There you go, random family story for your Saturday night. Now go forth and be extra careful with all your undergarments, but especially socks and underwear.

6 Comments

  • Douglas Meeks

    For many years I had to go into panic attack mode around tax time but I switched to Quicken several years ago and without sounding like an advertisement it really has turned all my financial management tasks into a breeze, I pull it up once a day and see what has changed, add anything I need to add and done, takes like 5 min or less most days. The trick is getting it setup to do what you need, there is a learning curve to go with that but it is a LOT easier than Excel for the things I want to do.

      • Adrianne

        I’m on a Mac and I’m using Quicken Essentials. It does a good job of keeping track of categories of expenses (in my case, medical). It’s easy to print out annual reports at the end of the year if you just enter every receipt that pertains as it comes in. I’ve had to do some fiddling to get it set up – all of my bank account info goes in, but medical bills paid on the credit card and insurance payments deposited to the account where I pay the credit card from have to be entered in, even though I don’t do do a full accounting of either of those accounts.

        Complaint? Itty bitty fonts that cannot be enlarged. And the steps required to print the reports are not intuitive and not easy to find on the web.

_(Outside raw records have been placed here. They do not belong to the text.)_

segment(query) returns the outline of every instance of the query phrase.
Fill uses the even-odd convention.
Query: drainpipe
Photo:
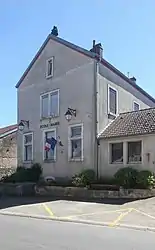
[[[95,145],[94,145],[94,167],[96,171],[96,178],[99,177],[98,171],[98,115],[97,115],[97,94],[98,94],[98,72],[99,72],[99,62],[100,59],[94,60],[94,136],[95,136]]]

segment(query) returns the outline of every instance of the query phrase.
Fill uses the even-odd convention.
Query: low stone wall
[[[131,198],[142,199],[155,196],[155,189],[120,189],[119,191],[89,190],[79,187],[35,187],[36,195],[51,197],[74,197],[85,199]]]
[[[79,199],[126,198],[144,199],[155,196],[155,189],[120,189],[119,191],[90,190],[80,187],[38,187],[35,183],[0,183],[0,195],[8,196],[48,196],[48,197],[73,197]]]

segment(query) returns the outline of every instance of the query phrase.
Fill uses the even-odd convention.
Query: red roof
[[[0,136],[17,128],[17,124],[0,128]]]

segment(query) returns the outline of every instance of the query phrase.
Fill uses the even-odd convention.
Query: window
[[[33,133],[27,133],[23,135],[23,144],[24,144],[24,152],[23,152],[24,161],[32,161],[33,160]]]
[[[117,114],[117,91],[111,87],[108,93],[108,110],[112,115]]]
[[[56,129],[52,129],[49,131],[44,131],[43,132],[43,159],[44,160],[51,160],[55,161],[56,160],[56,146],[54,150],[50,149],[49,151],[45,150],[45,143],[47,142],[47,139],[56,139]]]
[[[47,60],[46,63],[46,78],[53,76],[53,57]]]
[[[50,93],[50,116],[58,116],[59,111],[59,95],[58,91]]]
[[[140,105],[137,102],[133,102],[133,110],[134,111],[140,110]]]
[[[111,143],[111,163],[123,163],[123,143]]]
[[[69,132],[69,159],[83,160],[83,126],[73,125]]]
[[[128,163],[142,161],[142,142],[128,142]]]
[[[59,90],[41,95],[41,118],[59,116]]]
[[[41,114],[42,117],[48,117],[48,94],[42,96]]]

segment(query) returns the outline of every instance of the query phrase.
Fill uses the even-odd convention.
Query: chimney
[[[133,76],[133,77],[130,77],[130,80],[136,84],[136,78]]]
[[[100,59],[103,57],[102,44],[101,43],[95,44],[95,40],[93,40],[93,48],[90,51],[98,55]]]

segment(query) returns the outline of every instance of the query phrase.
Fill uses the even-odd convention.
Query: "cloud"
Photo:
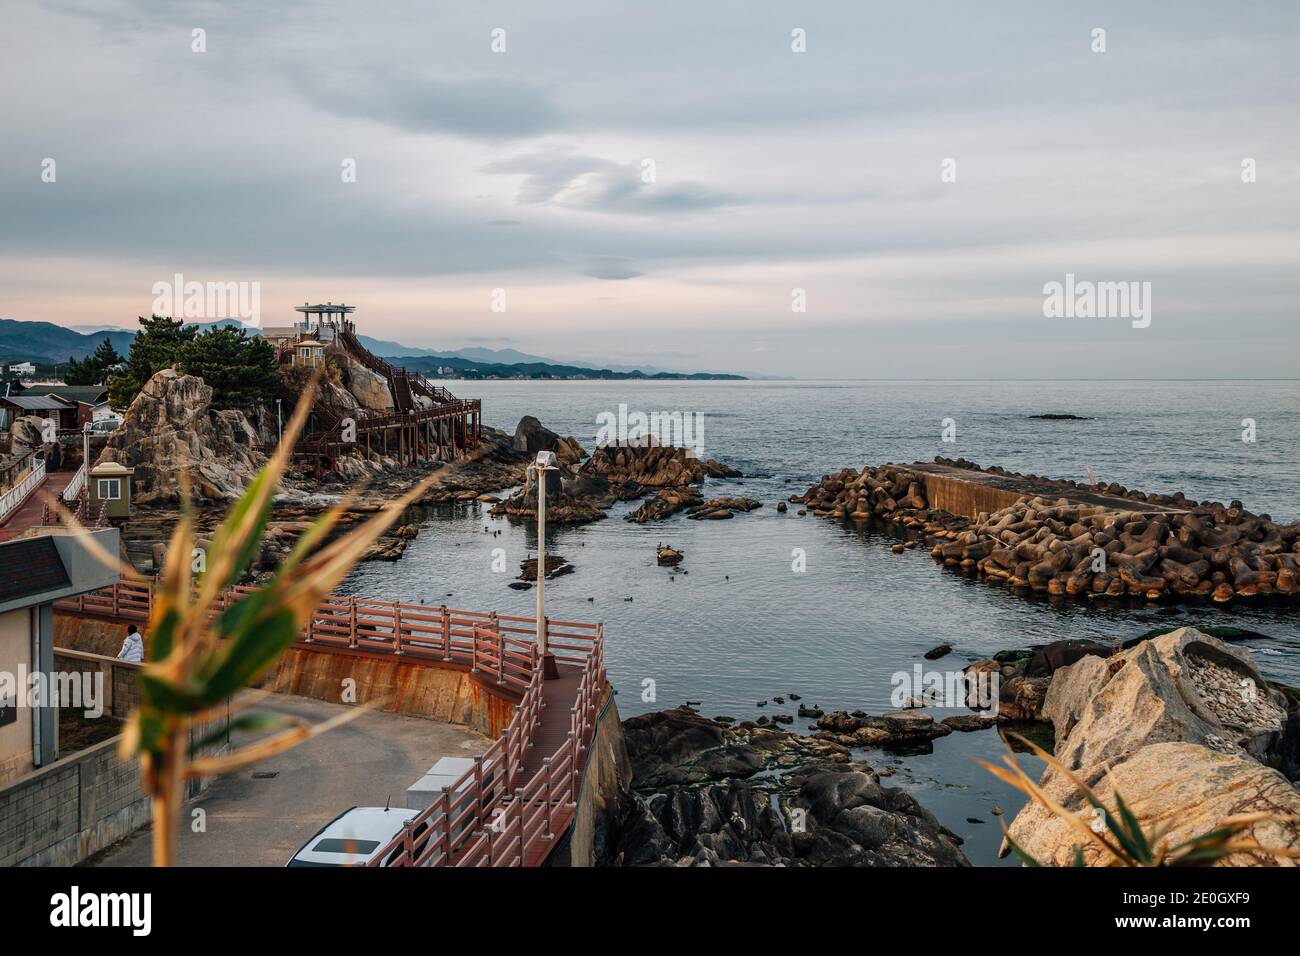
[[[317,108],[407,132],[505,140],[540,136],[563,126],[545,91],[518,80],[449,79],[398,67],[330,67],[293,75],[298,89]]]
[[[697,212],[739,202],[699,183],[646,182],[639,163],[617,163],[564,148],[495,160],[483,166],[483,171],[522,176],[515,201],[526,205],[650,215]]]
[[[586,255],[579,258],[585,263],[582,274],[593,279],[635,279],[645,275],[626,256]]]

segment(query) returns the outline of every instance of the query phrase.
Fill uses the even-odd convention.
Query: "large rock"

        I’ve tried all the Mac bank/budgeting/personal finance options. Quicken, irritating as it is, is the only one that works. I haven’t tried business accounting software.

        • Douglas Meeks

          WOW, I am shocked to find that MACs don’t do something as simple as this better than what you folks describe. It might be worth a cheap laptop just to use the PC version, I log in hit a button and it downloads all my credit cards and banks activities in about 60 seconds. I set it up for manual approval so I don’t accidentally get a charge I am not aware of but it has been the best thing I ever did for my financials. The fact that I never have to worry about balancing my checkbook was the first thing I grew to love about it 🙂 I program my bills and such a month in advance and compared to the nightmare my accounting was before it was like heaven 🙂 The only thing I might warn you of is that once you get everything setup, never upgrade more than once every 3-4 years because no matter what they say it usually turns out to be a frustrating experience and a few days of “WTF is wrong now!” just to get it back to what it was already doing before you upgraded (very hard tough lesson). Few pieces of software get the overwhelming approval from me that Quicken does (for my needs anyway)

          • Di Francis

            You would think, wouldn’t you? I am going to give Excel a shot and see if I can do what I need with that. I do hate when programs “upgrade” to lack of usability.